Benefits of Company Formation in Malta
Registering your company in Malta brings with it a lot of benefits. These range from a fast process of Malta company formation to beneficial tax rates.
Primarily, Malta is a member of the European Union and its has an advantageous location at the commercial crossroads of Europe, Africa and the Middle East. Additionally, both the Malta Freeport and the Malta International Airport offer remarkable connectivity, allowing the island to connect in real-time with European and regional hubs.
Malta boasts beneficial tax rates where capped social security contributions offering a competitive labour cost base. Malta also has signed double taxation treaties with several countries therefore providing relief from foreign taxation. This will be issued in the form of a credit against tax which will be due to be paid Malta.
Malta also offers an attractive incentives’ package designed to support direct investment, which includes allocation of space, fiscal benefits and access to finance.
Company registration in Malta is a very straightforward procedure which can take as little as 48 hours for the incorporation since the moment of submission of all documents to the Malta Business Registry (MBR).
In order to open a company in Malta one is required to submit the following:
- Completed SMM client questionnaire, providing answers to all specific questions related to the company one is looking to incorporate.
- Provide the requested due diligence documents for all shareholders and directors.
Once the mentioned-above documents have been received and found to be satisfactory, SMM Corporate team will proceed with company registration, preparing the necessary documents for registration and submission of the documentation to MBR.
What does the Incorporation of a Private Company in Malta Entail?
Initially, to incorporate a company in Malta, Memorandum and Articles of Association must be drafted and delivered to the Registrar of Companies alongside a registration fee.
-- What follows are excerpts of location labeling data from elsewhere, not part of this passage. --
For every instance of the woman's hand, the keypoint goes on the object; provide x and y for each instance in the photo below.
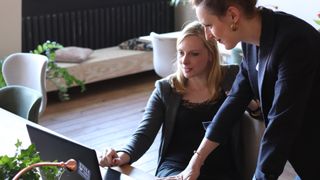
(192, 171)
(112, 158)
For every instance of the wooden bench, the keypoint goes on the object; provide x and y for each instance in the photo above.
(108, 63)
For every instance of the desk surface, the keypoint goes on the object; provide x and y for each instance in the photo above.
(13, 127)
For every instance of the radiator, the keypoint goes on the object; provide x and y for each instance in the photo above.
(97, 27)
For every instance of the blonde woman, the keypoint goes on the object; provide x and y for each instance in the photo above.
(180, 104)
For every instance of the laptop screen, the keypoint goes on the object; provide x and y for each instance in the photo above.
(52, 146)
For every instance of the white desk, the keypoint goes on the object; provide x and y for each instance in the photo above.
(13, 127)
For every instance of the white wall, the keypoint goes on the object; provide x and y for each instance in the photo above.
(183, 14)
(10, 27)
(304, 9)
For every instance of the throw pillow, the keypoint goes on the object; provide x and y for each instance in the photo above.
(136, 44)
(73, 54)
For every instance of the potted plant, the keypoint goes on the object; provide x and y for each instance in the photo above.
(59, 76)
(10, 166)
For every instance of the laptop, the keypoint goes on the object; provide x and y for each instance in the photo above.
(55, 147)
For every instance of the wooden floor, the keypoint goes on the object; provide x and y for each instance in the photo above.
(107, 114)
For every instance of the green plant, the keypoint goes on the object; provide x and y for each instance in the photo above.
(10, 166)
(59, 76)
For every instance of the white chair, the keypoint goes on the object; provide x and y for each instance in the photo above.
(164, 54)
(27, 69)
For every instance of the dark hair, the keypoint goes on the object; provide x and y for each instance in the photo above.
(219, 7)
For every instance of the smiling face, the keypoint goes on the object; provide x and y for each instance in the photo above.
(217, 28)
(193, 57)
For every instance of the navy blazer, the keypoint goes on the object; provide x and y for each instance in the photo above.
(284, 74)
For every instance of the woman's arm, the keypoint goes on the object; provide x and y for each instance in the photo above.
(200, 155)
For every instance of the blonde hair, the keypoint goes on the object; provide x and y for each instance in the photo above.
(179, 82)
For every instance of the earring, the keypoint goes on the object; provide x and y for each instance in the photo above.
(234, 26)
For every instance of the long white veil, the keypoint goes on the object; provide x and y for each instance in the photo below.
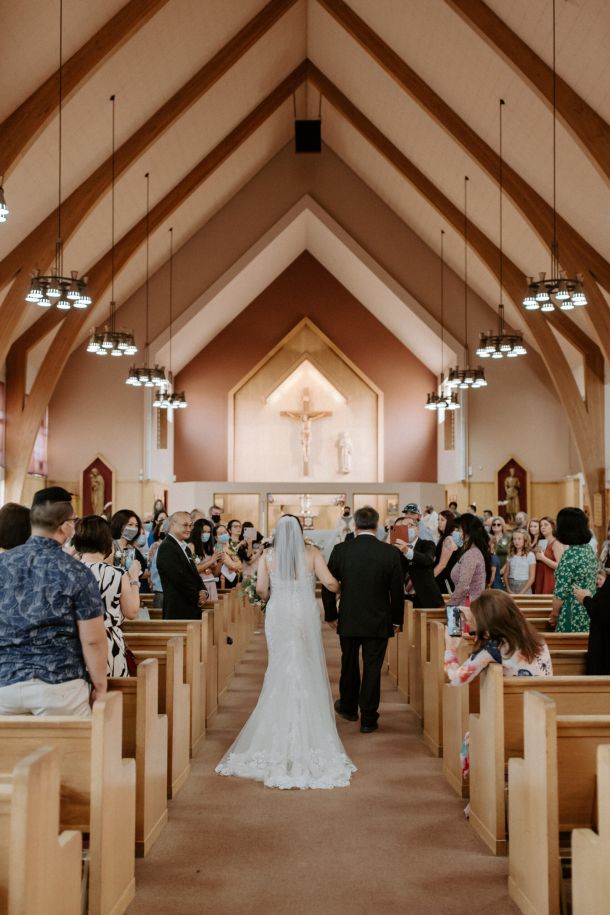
(289, 560)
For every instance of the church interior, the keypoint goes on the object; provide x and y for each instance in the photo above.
(307, 218)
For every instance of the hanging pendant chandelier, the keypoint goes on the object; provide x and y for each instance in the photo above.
(145, 375)
(467, 377)
(497, 346)
(168, 399)
(557, 289)
(109, 340)
(4, 210)
(442, 398)
(56, 288)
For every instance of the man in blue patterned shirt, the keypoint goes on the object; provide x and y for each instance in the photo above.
(52, 635)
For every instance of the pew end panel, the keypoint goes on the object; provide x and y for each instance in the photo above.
(591, 851)
(40, 868)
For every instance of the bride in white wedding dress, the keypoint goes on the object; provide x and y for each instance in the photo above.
(290, 739)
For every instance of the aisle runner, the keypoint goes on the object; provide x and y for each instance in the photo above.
(393, 842)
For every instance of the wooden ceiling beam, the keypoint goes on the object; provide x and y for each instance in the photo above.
(23, 424)
(587, 428)
(587, 127)
(576, 253)
(19, 129)
(38, 248)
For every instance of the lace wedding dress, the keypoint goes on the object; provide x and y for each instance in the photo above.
(291, 740)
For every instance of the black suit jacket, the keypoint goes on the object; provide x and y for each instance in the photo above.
(421, 571)
(372, 594)
(181, 582)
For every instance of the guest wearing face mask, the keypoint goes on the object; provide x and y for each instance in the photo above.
(129, 539)
(230, 563)
(418, 560)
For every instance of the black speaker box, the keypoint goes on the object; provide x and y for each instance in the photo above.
(308, 136)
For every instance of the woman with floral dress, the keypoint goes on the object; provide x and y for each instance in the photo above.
(577, 568)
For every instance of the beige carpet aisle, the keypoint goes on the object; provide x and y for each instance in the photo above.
(395, 841)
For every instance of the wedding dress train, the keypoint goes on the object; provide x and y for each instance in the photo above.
(291, 739)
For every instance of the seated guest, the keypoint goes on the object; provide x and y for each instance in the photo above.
(598, 608)
(15, 527)
(183, 591)
(417, 557)
(119, 590)
(52, 637)
(502, 636)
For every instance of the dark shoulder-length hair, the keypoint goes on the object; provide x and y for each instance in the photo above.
(475, 535)
(92, 535)
(572, 527)
(15, 526)
(120, 519)
(497, 617)
(202, 549)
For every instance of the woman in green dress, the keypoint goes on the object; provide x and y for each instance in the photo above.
(577, 566)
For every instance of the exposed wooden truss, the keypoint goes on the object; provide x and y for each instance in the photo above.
(588, 128)
(19, 129)
(38, 248)
(577, 255)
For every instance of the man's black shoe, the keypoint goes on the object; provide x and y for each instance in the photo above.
(343, 714)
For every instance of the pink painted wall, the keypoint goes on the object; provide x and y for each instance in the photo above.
(305, 289)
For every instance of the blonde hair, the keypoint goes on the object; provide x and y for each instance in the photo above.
(527, 543)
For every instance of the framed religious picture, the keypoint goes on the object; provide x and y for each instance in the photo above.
(97, 488)
(512, 490)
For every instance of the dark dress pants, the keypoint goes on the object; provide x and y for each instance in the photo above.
(356, 690)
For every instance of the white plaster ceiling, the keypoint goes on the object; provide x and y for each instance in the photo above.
(148, 68)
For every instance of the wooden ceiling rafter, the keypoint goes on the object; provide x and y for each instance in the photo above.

The Memorandum and Articles of Association must include:
- The chosen name of the company — This can not be the name of any other company which is already registered in Malta. In the case of a private company, it must also end with the words limited or ltd.
- The registered address — The registered address of the company must be an address located in Malta which is necessary for domicile purposes. If required, SMM Group can provide its clients with the services of a registered address in Malta.
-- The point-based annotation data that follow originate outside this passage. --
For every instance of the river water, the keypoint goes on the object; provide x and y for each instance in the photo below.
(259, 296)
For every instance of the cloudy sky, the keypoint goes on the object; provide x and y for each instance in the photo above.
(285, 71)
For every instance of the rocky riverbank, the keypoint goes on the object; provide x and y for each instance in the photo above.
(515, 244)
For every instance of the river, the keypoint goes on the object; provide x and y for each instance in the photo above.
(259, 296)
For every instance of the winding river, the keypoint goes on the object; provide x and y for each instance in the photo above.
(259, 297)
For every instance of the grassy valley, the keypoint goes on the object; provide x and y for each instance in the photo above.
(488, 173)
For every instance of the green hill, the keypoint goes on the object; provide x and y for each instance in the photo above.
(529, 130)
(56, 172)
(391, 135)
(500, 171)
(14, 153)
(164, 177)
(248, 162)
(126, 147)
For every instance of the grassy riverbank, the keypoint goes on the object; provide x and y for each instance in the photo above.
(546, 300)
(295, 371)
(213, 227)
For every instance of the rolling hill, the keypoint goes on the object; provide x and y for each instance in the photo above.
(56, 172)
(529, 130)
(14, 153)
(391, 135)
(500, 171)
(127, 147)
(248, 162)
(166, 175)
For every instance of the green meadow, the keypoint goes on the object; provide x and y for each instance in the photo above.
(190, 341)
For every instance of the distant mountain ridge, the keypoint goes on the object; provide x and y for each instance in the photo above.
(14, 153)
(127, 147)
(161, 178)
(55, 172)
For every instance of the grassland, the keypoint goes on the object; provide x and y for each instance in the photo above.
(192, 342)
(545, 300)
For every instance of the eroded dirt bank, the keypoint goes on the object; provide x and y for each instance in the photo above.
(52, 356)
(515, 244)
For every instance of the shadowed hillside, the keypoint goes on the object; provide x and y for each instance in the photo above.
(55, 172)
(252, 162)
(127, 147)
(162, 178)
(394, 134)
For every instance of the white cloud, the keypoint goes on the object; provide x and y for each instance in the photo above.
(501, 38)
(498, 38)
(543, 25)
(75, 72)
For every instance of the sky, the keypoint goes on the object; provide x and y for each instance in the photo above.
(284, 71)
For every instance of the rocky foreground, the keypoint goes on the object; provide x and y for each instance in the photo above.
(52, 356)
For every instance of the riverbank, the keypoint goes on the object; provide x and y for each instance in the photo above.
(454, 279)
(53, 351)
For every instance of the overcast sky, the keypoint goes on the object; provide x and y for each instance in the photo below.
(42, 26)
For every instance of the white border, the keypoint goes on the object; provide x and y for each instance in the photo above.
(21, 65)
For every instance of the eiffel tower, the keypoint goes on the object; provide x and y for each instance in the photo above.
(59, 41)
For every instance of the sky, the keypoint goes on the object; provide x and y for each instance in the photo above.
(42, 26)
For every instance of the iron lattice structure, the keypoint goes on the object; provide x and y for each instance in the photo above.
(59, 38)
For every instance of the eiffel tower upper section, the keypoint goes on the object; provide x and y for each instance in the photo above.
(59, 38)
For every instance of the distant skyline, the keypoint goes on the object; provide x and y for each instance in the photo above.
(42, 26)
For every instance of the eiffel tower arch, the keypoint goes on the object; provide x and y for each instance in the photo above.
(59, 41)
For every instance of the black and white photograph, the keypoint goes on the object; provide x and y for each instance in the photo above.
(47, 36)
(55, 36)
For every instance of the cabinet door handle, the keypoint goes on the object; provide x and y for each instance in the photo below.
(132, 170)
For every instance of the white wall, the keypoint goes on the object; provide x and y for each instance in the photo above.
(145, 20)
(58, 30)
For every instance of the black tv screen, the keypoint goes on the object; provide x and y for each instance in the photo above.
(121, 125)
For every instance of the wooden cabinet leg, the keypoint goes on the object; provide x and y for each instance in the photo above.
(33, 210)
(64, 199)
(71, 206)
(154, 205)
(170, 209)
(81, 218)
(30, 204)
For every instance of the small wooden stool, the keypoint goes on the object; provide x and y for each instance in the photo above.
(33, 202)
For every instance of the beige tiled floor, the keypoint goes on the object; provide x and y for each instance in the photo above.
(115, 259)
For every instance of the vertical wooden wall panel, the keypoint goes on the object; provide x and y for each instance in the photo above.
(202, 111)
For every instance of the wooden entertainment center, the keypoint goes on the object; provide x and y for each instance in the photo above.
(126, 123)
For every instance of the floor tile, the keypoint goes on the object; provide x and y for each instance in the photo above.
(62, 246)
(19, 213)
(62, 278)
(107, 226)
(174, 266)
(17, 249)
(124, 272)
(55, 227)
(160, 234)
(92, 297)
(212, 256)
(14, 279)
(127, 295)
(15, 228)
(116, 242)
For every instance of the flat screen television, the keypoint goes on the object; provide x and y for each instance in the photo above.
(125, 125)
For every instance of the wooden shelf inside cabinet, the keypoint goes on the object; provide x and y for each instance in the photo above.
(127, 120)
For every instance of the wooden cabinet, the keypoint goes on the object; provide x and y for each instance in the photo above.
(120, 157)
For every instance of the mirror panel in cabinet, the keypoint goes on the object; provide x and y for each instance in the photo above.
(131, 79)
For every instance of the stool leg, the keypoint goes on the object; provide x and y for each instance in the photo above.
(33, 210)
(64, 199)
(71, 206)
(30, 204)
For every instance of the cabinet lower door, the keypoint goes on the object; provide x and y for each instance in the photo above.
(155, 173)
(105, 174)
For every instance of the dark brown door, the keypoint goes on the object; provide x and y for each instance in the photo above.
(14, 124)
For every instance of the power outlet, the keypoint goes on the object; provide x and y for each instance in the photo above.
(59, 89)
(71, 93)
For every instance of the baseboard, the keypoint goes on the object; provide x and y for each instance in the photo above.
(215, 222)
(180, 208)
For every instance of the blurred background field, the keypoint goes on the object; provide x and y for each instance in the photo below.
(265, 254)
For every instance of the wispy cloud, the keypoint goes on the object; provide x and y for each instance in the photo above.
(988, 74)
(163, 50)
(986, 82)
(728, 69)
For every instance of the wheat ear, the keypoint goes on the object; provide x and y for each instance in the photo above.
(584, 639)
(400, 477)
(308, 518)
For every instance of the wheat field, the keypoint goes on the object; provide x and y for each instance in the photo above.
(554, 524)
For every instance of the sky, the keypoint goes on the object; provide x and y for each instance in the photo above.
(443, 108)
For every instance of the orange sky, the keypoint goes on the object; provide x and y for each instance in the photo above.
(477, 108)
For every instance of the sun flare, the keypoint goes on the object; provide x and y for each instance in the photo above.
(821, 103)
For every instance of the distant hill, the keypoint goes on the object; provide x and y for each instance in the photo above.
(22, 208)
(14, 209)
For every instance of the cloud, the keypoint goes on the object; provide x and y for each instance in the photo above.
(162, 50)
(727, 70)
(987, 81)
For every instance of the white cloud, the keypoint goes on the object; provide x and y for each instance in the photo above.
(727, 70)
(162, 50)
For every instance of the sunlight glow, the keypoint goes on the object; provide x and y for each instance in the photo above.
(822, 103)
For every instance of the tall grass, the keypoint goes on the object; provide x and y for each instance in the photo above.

- Objects of the company — The objects of the company must explain the company’s purpose and detail its main trading activity.
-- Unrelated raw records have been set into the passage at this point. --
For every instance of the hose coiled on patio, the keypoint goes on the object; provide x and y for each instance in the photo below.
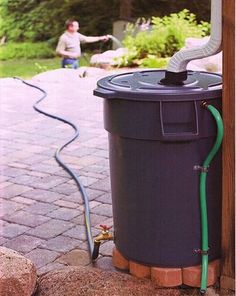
(65, 166)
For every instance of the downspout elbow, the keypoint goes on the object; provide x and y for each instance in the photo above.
(176, 71)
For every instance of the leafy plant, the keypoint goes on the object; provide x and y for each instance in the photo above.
(161, 39)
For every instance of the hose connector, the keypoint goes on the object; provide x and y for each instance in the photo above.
(103, 236)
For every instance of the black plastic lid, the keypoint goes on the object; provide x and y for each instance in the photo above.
(146, 85)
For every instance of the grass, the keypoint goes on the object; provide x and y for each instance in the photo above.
(27, 68)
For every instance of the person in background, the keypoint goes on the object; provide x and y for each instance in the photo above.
(68, 46)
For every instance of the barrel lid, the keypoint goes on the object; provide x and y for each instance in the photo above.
(146, 85)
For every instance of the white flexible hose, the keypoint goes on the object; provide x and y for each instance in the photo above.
(179, 61)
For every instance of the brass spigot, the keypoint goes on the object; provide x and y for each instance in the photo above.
(104, 235)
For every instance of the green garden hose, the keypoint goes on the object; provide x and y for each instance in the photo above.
(203, 205)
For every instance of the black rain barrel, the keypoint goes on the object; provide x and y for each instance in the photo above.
(157, 136)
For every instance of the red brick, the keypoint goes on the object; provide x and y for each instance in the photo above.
(192, 275)
(139, 270)
(119, 261)
(166, 277)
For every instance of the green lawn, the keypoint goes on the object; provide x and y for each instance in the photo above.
(26, 68)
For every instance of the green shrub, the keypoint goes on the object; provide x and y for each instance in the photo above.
(166, 36)
(26, 50)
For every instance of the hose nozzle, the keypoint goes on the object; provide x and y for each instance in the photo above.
(104, 235)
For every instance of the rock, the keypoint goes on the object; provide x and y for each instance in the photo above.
(89, 281)
(17, 274)
(210, 64)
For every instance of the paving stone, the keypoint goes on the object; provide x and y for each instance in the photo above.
(65, 188)
(104, 263)
(103, 209)
(75, 258)
(95, 219)
(66, 204)
(74, 197)
(103, 185)
(9, 207)
(95, 168)
(3, 240)
(85, 180)
(43, 195)
(35, 158)
(61, 244)
(41, 208)
(93, 204)
(79, 232)
(49, 182)
(105, 198)
(88, 160)
(26, 180)
(92, 175)
(41, 257)
(93, 193)
(5, 184)
(65, 214)
(23, 243)
(49, 169)
(25, 218)
(3, 178)
(23, 200)
(13, 172)
(13, 190)
(51, 229)
(49, 267)
(20, 165)
(12, 230)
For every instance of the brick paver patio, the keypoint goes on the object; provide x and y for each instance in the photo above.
(41, 208)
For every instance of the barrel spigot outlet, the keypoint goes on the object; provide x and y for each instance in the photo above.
(103, 236)
(204, 104)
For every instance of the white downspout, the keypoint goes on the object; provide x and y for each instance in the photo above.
(179, 61)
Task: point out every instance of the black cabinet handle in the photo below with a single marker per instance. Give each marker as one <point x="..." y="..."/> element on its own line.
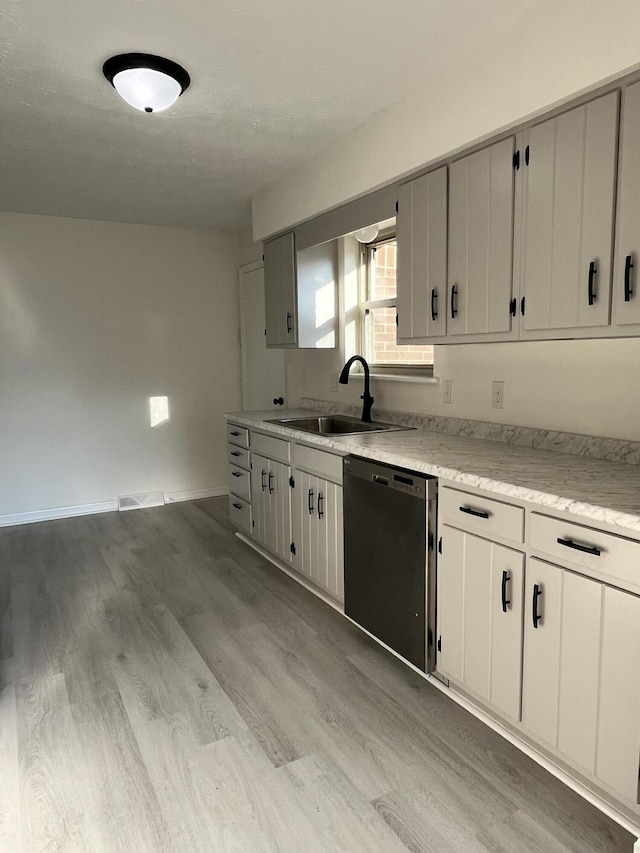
<point x="506" y="577"/>
<point x="537" y="592"/>
<point x="591" y="293"/>
<point x="454" y="301"/>
<point x="476" y="512"/>
<point x="628" y="266"/>
<point x="587" y="549"/>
- Share capital — The minimum authorised share capital under Maltese law is EUR 1,164.69 which must be at least 20% paid up. The shareholder’s personal liability is limited to the amount of unpaid share capital. Thus, if shares would be 20% paid up, the shareholder would be 80% personally liable with respect to the company. The share capital amount must be deposited in a Maltese bank account under the name of the company in formation. Also, the share capital must be denominated either in Euros or any other currency.
- Information on Shareholders — The minimum number of shareholders that a private company may have is one, which in such case would be referred to as a single-member company. In the case of more than one shareholder, details as to the amount of shares they will hold would need to be included. Furthermore, under Maltese law, there are no restrictions on the nationalities of directors or shareholders.
- Information on Directors — The minimum number of directors that a private company may have is one and there is no maximum amount. Details of directors must be given including their name, address, and ID or Passport number.
- Company Secretary — Every private company must have a company secretary. It shall be the duty of the directors to ensure that the company secretary is an individual who appears to them to have adequate knowledge and experience to discharge the functions of company secretary.
- Legal and Juridical Representation — The Memorandum and Articles of Association must state who will be vested with the legal and juridical representation of the company. This is generally vested within the directors of the company.
Once this process is complete and the necessary documentation is delivered to the registrar, if the registrar deems that all the necessary documentation is provided, company formation in Malta may take from as little as 24 hours.